Written by Kris Bales of Weird, Unsocialized Homeschoolers
We’ve all heard that children have an innate sense of curiosity and a love of learning. I don’t think any of us intentionally set out to squash either.
Sometimes we do it, though. We often don’t recognize the role we play in putting out that fire of curiosity.
Are you guilty of any of these?
1. Being overly critical
Pointing out every flaw in our kids’ work is one of the quickest ways to squelch their enthusiasm for any topic. I confess guilt in this area when it comes to my oldest daughter’s writing. When checking her papers, I used to mark all the mistakes.
Now, imagine you’ve just poured out your thoughts on paper for another person to critique only to have that person pick it apart mercilessly. Yeah, I still feel guilty about the way I used to grade her papers.
Instead of pointing out every mistake, choose one or two areas of improvement for your child to focus on and one or two areas to praise.
For example, maybe your student isn’t consistently using the correct punctuation and capitalization in her papers. Focus on correcting that and ignore the misspelled words and grammar errors for now. (Maybe sneak them into her spelling assignment next week.)
Praise her for the captivating tale she told, the interesting facts she included in her report, or how neatly she wrote her final draft.
2. Being unwilling to help
Sometimes we frustrate our kids and leave them floundering when we don’t provide enough support. We may be worried that we’re not encouraging academic independence or afraid we’re offering too much help.
Yes, I suffer from guilt in this area, too. I have a bad reputation in my family for giving my kids great examples of possible topic sentences for their papers, then telling them that they can’t use my examples.
I mean, seriously, coming up with a strong topic sentence is often one of the hardest parts of writing. What’s wrong with letting your kids use your idea if they’re having trouble coming up with one of their own? Through your modeling, they will learn to formulate their own topic sentences.
It’s okay to be your child’s scribe, writing down the story or report he’s dictating if the physical act of writing hinders his creativity.
It’s okay to work through a couple of problems in your child’s math text if he’s having trouble grasping the concept.
It’s okay to read aloud to your struggling reader or let her use audio books.
It’s okay to let your student use a multiplication chart if they’re struggling to memorize their times tables. (They sink in eventually. Really.)
You didn’t refuse to hold your baby’s hand when he was learning to walk because he needed to do it on his own. Don’t refuse to help now. He won’t always need to hold your hand.
3. Labeling topics as educational and non-educational
It’s taken me awhile, but I’ve come to realize that just about any topic can be educational.
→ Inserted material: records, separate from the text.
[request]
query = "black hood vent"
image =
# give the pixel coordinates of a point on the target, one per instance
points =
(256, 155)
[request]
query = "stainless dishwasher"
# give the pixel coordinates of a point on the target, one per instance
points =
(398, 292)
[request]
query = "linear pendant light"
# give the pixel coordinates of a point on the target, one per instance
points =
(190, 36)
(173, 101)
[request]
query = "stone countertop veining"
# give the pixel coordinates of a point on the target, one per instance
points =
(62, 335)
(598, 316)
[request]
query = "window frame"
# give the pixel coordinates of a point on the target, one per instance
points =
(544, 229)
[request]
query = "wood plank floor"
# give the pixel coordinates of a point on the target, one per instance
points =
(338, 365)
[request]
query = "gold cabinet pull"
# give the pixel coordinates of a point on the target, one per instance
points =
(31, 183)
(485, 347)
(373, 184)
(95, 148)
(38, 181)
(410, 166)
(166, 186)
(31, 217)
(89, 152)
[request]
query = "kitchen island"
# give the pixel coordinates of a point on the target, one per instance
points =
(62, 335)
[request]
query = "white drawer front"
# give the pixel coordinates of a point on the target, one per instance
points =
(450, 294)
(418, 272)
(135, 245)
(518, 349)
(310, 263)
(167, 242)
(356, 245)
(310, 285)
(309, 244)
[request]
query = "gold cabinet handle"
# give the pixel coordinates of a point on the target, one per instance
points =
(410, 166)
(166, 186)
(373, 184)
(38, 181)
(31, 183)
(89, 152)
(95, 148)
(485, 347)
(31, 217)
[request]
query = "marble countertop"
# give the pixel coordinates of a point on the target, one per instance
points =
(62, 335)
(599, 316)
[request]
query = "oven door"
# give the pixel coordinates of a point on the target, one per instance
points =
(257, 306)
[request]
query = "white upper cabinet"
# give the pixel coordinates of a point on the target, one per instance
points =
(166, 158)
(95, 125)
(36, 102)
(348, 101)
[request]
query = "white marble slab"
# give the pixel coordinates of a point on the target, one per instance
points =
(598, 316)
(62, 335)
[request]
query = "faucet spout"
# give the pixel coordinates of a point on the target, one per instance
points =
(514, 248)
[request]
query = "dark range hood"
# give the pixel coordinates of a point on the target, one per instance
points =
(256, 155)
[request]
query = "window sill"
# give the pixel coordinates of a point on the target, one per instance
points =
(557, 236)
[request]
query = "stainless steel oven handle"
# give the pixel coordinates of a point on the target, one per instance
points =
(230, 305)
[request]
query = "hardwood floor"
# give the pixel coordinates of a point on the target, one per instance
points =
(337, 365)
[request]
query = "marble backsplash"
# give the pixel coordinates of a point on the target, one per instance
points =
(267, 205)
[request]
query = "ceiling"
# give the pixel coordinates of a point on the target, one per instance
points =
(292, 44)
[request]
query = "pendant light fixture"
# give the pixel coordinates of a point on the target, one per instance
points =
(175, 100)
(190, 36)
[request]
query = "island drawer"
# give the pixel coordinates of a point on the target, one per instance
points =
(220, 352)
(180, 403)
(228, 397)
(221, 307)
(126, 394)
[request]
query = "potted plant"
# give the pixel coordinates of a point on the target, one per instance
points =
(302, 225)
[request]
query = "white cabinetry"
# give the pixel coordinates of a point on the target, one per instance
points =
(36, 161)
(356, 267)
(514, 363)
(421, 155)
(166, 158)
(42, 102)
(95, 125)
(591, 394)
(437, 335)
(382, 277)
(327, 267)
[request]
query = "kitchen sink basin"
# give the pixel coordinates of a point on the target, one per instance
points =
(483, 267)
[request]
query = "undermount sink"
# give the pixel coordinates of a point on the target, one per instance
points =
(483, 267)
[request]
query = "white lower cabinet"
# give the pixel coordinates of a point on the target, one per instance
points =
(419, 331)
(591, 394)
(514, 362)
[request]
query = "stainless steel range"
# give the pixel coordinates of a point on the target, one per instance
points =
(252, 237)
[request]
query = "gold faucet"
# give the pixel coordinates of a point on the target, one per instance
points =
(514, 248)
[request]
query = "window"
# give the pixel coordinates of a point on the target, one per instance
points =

I finally understood this when I decided I was tired of trying of cram information they didn’t care about in the least down my teens’ throats.
I realized that it really is possible to follow an interest-led style of homeschooling all the way through high school.
His interest in video games has led my son to pursue coding with very little input from me.
My 16-year-old has become fascinated with special effects make-up. That has led to all kinds of research on the techniques and tools of the trade. The FX make-up she’s been creating is going toward an elective credit, but the research skills she’s using are valuable for any topic.
Look for the educational value in the topics that captivate your kids. And don’t discount the topic if the educational value isn’t readily apparent. Instead, look for ways to tie that interest into the skills and concepts that are important to you.
4. Allowing your schedule or your curriculum to dictate your day
Your schedule and curriculum are both tools for you as the educator. They are not the educator. If a topic captures your student’s interest, follow that rabbit trail! Some of our best learning has taken place outside of our regular curriculum and lesson plans.
I’m a big fan of tweaking curriculum to suit my family’s needs. We often look for more hands-on ways to cover a concept – such as making an edible cell model instead of labeling the drawing in the book. Or playing a card game to practice math facts.
Two of my biggest goals with homeschooling are fostering a life-long love of learning and teaching my kids how to learn anything that interests them. Sometimes that means deviating from the lesson plans and the curriculum.
Just remember: You’re the boss, not some schedule or textbook! And also keep in mind that no matter how we may have squashed our kids’ love of learning in the past, we can always start again tomorrow.
What are some ways you encourage a love of learning in your homeschool?